His training also helped with bargaining. “You just don’t get bullied into negotiations or any kind of agreement.”

 


 

 


 

So when a firm like Luxury Escapes decides to come out of the digital space and open a retail frontage you can be sure Schwab has done his homework.

Last October, he and Same took the surprising step of opening a physical storefront for Luxury Escapes in Melbourne’s Little Collins Street. There were some very specific reasons for doing so. “We’ve always found that touching customers directly is super effective,” he says. “Graham Turner, who founded Flight Centre, calls his stores ‘big billboards’. But one of the big issues we’ve always faced in the luxury escapes business is getting customers to trust us and see that it’s not too good to be true. A lot of people see our advertising and say, ‘That can’t be right. How are you so much cheaper than Expedia?’ That was a big driver of it. It’s still early days and our aim was to take the store around the country rather than necessarily leave it in the Melbourne city permanently.”

The store isn’t the only physical manifestation of the brand. It’s also supported by roadshows. Schwab discusses a recent event in Brisbane where a dozen or so staff members explained Luxury Escapes’ modus operandi to more than 1000 travel devotees, some of who drove for four hours to see the show.

The key though is adaptability. “The nature of how we operate is we’re always trying things. If something doesn’t work, that’s fine, but we want to be able to measure it.” He describes the bricks and mortar store as “a $100,000 experiment”.

“We’ll cover that in margin, and then obviously how we go in activations is what will determine what we do going forward.”

Schwab’s focus for Luxury Escapes is to continue to solve two problems – for its three million customers, and thousands of hotel partners across the globe. “For our customers, we make buying travel easy – instead of choosing between 50,000 hotels, with very little content – we spend a huge amount of time curating the very best travel packages, so our members can choose from 30 of the world’s best holidays at any given time, with prices usually half of what virtually every other travel agent sells for.”

For hotels, Schwab explains, “We are able to generate significant incremental profitability for our hotel partners – in essence, we’re now a key marketing channel and have worked with virtually every big brand globally, from Park Hyatt, to One&Only, Kempinski, Four Seasons, Ritz Carlton and Hilton.”

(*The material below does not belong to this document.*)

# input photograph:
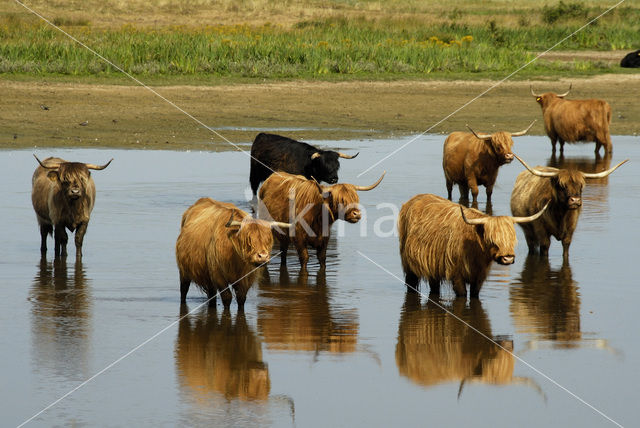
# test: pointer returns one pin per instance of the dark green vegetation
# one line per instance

Of course, it has to be remembered that, while travel is increasingly organised online, the category still has a clear presence in high streets, via companies like the aforementioned Flight Centre. “It’s a huge business,” stresses Schwab. “They’re probably not growing like they did in the 80s, because they’re a much more mature business now, but they still have, I think, a $20 billion turnover. They’re a giant in Australia.”

Luxury Escapes is much smaller (although growing at a fast clip, and in December, acquired the travel assets of the Catch Group), but its strong point is extremely high net promoter scores, says Schwab. “Our customers like us more than anyone else’s customers like them. So our net promoter score is 73, which means about 90 percent of our customers recommend Luxury Escapes to their friends, whereas the average in the travel industry is a 20 or 30.”

And when those customers can now visit a store modelled on a high-end airport lounge that promises free Wi-Fi, an on-site masseur, a barista, snacks, virtual reality goggles and a free BMW transfer service for members, the chances are those recommendations are only going to rise.